My current task is a validating, currency field, which can properly display and edit any currency in any locale.

CForms (started long before Browsers became smart with big Ajax Libraries) allows you to use Convertor classes to map either way between an Object in the business logic and a localised String to be edited in a form.

Number Convertors are based on java.text.NumberFormat class.

Let's say that the Model (Bean, XML frgment, etc.) I am editing contains a value that represents a Currency in Pounds Sterling as a java.math.BigDecimal, I'd set up my Convertor like this :
<fd:field id="dieselprice" required="true">
<fd:label>Price for a liter diesel:</fd:label>
<fd:datatype base="decimal">
<fd:convertor variant="currency" currency="GBP"/>
</fd:datatype>
</fd:field>

When my number eg. "1000.00" goes into the Convertor, it is localised to the format for the viewer's locale, so in the UK someone should see: "£1,000.00", in France: "1 000,00 UK£" etc. (PS. Diesel will cost £1000 per litre one day, you'll see ....)

So far, so good. The user gets a number in a format they recognise, the edited number is returned to the server and the Convertor performs the reverse operation, to store it back to the java.math.BigDecimal.

Now the fun starts ........

I am changing CForms on the client-side to use all Dojo editors. In the case of currency, I use the dijit.form.CurrencyTextBox. It is a cool editor, while the editor is not focussed, it shows the formatted version "1 000,00 UK£" (fr_FR) but as soon as you click to edit it, it gives you the simple version, where it is harder to make editing mistakes "1000,00" and gives you validation feedback while you are typing.

So here comes the first impedance mis-match .... Dojo does not expect the server to format and localise the number as a String, it expects the server to send the value in the same format as a JavaScript primitive "1000.00". Dojo then uses it's vast library of localisation formatting rules to convert the primitive to a formatted String suitable for the locale of the User, allow that to be edited and post the new primitive back to the server.

So, I can hack Dojo, or I can hack CForms. I hacked Dojo, because CForms has the right behaviour, it should still work when someone has JavaScript turned off, they will see a simpler form but with properly localised values in it.

So I extended dijit.form.CurrencyTextBox <-- cocoon.forms.CurrencyField, to allow it to send and receive formatted strings instead of number primitives (as text).

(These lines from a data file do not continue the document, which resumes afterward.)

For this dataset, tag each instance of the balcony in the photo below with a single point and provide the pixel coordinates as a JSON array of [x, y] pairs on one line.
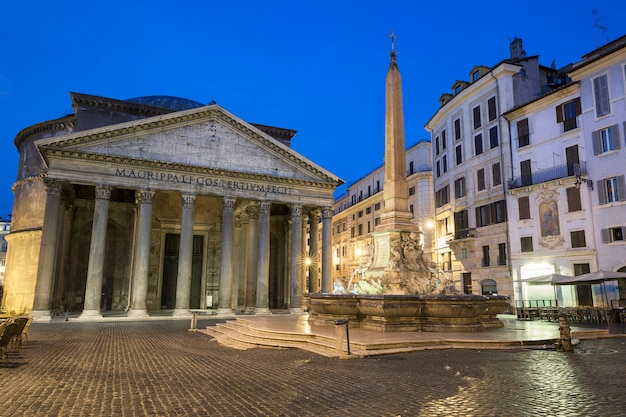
[[464, 234], [544, 175]]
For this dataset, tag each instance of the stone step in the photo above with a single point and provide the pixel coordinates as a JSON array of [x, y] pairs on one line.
[[243, 334]]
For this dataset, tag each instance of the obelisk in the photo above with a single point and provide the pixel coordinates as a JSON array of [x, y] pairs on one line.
[[396, 215], [395, 225]]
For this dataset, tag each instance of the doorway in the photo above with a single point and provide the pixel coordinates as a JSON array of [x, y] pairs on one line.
[[170, 271]]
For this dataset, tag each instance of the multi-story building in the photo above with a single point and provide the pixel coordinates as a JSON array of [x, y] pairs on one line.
[[472, 157], [567, 193], [358, 210]]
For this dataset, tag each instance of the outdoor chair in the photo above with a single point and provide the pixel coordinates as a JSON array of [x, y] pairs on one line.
[[21, 324], [10, 331], [24, 333]]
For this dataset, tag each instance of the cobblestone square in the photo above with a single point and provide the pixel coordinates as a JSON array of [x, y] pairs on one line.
[[159, 368]]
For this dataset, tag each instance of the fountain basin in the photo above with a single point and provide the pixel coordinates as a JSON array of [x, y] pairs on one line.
[[397, 313]]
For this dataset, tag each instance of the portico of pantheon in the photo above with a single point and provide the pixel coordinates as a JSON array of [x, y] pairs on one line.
[[163, 204]]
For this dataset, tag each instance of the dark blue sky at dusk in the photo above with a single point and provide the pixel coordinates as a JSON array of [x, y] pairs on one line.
[[317, 67]]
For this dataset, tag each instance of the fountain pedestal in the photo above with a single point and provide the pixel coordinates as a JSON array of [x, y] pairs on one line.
[[405, 313]]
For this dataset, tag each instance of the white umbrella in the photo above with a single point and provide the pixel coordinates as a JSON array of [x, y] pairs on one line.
[[547, 279], [598, 277]]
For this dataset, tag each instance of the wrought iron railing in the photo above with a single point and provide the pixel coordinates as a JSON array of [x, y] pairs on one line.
[[544, 175]]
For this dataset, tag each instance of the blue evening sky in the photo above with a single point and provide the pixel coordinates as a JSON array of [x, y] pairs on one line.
[[317, 67]]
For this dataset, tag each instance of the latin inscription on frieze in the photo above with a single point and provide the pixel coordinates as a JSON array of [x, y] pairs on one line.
[[143, 174]]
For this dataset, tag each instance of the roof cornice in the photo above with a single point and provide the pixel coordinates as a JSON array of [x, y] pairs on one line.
[[71, 142], [51, 152]]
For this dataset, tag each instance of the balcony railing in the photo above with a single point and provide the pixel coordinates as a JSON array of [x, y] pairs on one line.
[[544, 175]]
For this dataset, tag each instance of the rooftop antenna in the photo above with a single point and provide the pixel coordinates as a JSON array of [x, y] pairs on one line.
[[601, 30]]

Boom Boom, job done! (so I thought).

The first hint of trouble appeared when I was testing numbers represented as percentages. They would display fine in some locales but not in others. You see Dojo needs to be able to interpret the format to be able to validate it and it turned out that Java and Dojo use different formats for percentages in fr_FR and de_DE (France and Germany).

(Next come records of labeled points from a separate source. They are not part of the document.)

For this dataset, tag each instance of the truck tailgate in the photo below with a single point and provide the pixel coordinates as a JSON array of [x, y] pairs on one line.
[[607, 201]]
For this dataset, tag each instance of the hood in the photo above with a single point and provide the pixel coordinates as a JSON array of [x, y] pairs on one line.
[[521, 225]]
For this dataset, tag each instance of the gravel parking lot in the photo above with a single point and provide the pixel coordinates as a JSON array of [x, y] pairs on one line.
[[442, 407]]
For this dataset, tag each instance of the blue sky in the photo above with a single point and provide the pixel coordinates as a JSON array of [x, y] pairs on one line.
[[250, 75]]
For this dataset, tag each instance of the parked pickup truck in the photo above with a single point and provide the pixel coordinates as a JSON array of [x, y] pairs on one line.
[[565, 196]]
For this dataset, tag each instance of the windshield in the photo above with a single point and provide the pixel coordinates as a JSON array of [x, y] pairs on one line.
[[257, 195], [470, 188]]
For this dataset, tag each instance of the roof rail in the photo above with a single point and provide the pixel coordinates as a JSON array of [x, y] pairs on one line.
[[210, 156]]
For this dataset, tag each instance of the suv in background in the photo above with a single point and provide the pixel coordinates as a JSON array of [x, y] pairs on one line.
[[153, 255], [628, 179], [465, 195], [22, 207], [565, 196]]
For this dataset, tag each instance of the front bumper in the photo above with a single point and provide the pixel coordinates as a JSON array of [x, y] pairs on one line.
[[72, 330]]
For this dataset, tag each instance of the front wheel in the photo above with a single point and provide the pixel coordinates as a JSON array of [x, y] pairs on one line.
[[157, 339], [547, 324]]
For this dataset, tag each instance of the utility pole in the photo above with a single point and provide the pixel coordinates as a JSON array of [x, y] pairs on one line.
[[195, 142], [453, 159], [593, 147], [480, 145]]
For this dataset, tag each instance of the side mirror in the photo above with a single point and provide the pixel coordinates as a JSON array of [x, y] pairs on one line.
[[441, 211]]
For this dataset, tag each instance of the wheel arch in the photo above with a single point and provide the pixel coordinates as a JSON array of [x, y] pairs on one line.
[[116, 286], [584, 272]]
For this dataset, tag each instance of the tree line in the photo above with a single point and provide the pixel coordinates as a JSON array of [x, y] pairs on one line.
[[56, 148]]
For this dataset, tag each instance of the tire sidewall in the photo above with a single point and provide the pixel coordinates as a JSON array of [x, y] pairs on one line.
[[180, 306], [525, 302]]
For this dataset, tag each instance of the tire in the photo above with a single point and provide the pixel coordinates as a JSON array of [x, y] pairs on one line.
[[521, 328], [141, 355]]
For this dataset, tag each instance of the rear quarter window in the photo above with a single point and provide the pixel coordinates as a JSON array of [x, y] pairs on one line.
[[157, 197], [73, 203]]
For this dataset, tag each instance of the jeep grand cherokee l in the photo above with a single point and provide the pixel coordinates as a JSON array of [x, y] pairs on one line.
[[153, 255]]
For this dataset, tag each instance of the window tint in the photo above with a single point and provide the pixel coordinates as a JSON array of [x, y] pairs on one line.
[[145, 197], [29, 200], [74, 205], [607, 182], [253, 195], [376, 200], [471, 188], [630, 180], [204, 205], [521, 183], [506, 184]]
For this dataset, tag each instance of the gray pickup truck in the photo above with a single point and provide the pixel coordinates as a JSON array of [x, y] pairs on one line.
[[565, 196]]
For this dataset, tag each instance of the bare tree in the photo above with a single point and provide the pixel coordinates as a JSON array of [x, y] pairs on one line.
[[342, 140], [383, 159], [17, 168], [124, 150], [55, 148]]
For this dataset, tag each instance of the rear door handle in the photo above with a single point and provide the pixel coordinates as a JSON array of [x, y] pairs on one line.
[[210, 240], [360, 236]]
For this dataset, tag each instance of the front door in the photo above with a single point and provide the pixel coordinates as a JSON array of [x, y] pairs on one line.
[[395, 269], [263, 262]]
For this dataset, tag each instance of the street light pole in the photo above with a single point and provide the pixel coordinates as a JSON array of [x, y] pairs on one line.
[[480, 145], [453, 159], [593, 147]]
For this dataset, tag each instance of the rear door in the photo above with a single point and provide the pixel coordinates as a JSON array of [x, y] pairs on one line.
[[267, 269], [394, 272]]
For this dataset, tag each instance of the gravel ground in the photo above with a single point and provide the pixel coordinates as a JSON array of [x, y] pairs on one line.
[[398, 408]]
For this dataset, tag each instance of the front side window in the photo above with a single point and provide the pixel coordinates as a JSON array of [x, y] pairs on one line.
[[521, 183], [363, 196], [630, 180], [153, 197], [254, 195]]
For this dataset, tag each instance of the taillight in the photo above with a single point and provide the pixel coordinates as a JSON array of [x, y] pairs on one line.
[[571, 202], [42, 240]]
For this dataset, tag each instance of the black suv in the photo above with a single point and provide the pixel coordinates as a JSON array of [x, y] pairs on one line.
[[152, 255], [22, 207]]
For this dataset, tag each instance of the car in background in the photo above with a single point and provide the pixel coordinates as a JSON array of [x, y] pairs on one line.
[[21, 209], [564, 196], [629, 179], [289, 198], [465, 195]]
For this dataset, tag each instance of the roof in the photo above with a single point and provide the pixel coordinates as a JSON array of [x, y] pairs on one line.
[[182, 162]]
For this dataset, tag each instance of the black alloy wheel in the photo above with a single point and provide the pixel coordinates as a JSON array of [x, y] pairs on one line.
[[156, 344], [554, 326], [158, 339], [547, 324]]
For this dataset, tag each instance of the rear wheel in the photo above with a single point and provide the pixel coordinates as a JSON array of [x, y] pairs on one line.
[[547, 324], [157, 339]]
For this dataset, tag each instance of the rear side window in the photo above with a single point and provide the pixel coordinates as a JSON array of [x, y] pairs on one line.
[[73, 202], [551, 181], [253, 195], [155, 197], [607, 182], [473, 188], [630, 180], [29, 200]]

While Java formats them as "#,##0%" (123%) Dojo formats them as "#,##0 %" (123 %).

I am thinking WTF! These are supposed to be international standards! Where's this stuff coming from?

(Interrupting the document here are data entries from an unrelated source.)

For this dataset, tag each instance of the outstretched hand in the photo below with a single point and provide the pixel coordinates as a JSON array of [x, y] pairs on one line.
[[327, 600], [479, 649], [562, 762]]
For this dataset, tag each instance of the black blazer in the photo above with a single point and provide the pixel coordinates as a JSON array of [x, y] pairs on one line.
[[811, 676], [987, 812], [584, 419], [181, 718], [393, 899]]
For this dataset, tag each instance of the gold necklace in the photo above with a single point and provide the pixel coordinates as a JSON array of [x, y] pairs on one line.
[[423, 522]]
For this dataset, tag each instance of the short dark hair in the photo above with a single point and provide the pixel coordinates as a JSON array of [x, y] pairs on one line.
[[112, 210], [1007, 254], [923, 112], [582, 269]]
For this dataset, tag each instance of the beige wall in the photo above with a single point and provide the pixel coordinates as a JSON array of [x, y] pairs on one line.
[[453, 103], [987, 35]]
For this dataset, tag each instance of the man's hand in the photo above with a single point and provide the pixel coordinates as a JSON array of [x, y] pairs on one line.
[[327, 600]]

On the Java side, the closest hint I could find was that java.text.DecimalFormat is copyrighted by Taligent (IBM). It is also possible that IBM wrote the number formatting in Dojo, I believe they contributed all of the Internationalisation classes to Dojo, but specifically, Dojo's datasource for compiling it's lookup tables is Unicode.org. I have yet to ascertain where Java sources it's data, but there are clearly problems, I read that JDK7 will package the currency bundles in a way that does not require a whole JDK update when currencies change.

So there is an annoyingly large number of very detailed differences between localised currency formats in Dojo and Java, simple differences like individual locale's currency symbol can be worked around via Dojo APIs, deeper problems like group and decimal separators not matching for Arabic and some far-eastern countries are proving more wasteful of my time.

I am currently using Java 1.4.2, will upgrading change the situation? Make it better? Make it worse? My JDK is supplied and maintained by Apple. Will moving to another OS make it better or worse?

It's an abysmal situation!

One tip for the would-be user of java.util.Currency and java.text.DecimalFormat is, if you call DecimalFormat.setCurrency, make sure you also copy over the number of decimal fraction digits, DecimalFormat leaves them out, resulting in a bad format for currencies that have no decimals (Japanese Yen etc.).

Currency currency = Currency.getInstance("GBP");
int digits = currency.getDefaultFractionDigits();
DecimalFormat format = (DecimalFormat)NumberFormat.getCurrencyInstance(locale);
format.setCurrency(currency);
format.setMinimumFractionDigits(digits);
format.setMaximumFractionDigits(digits);

I did not find this in any of the tutorials online, but it is in the JavaDocs.

3 comments:

Jerm said...

During the day and on into the evening, I have identified more types of inconsistencies and implemented more hacks to work around them, and I keep finding more .......

This is a loosing game I think.

The best idea I have had for a real solution (so far) is to implement a pipeline in Cocoon to output the dojo/cdlr/currency (etc.) URIs not from the files Dojo provides, but generating the content from Java NumberFormat classes directly!!

Get it from the horse's mouth as they say .....

What do you think?

Jerm said...

Ha!
Or another option I suppose, is to have the Convertor generate a java.text.DecimalFormatSymbols Object for the locale, based on the same cldr XML that Dojo uses.

Jerm said...

I know, it's getting daft ..... Here's another one ..... ((Jeez! Apache is so adaptive! ))

You can use Ant build scripts provided in the Dojo release to build the files that provide the dojo/cldr URIs, for the locales you are interested in (or all of them).

The build script (downloads Saxon!! then) runs some XSLT to transform cldr XML files from Unicode.org to build the json files that Dojo loads as bundles.

Ant runs in Java.

It could maybe build the cldr files from all of Java's supported Locales, by reading the java.text.DecimalFormatSymbols from each Locale supported by DecimalFormat?

Ha Ha Ha !!

Any more for any more?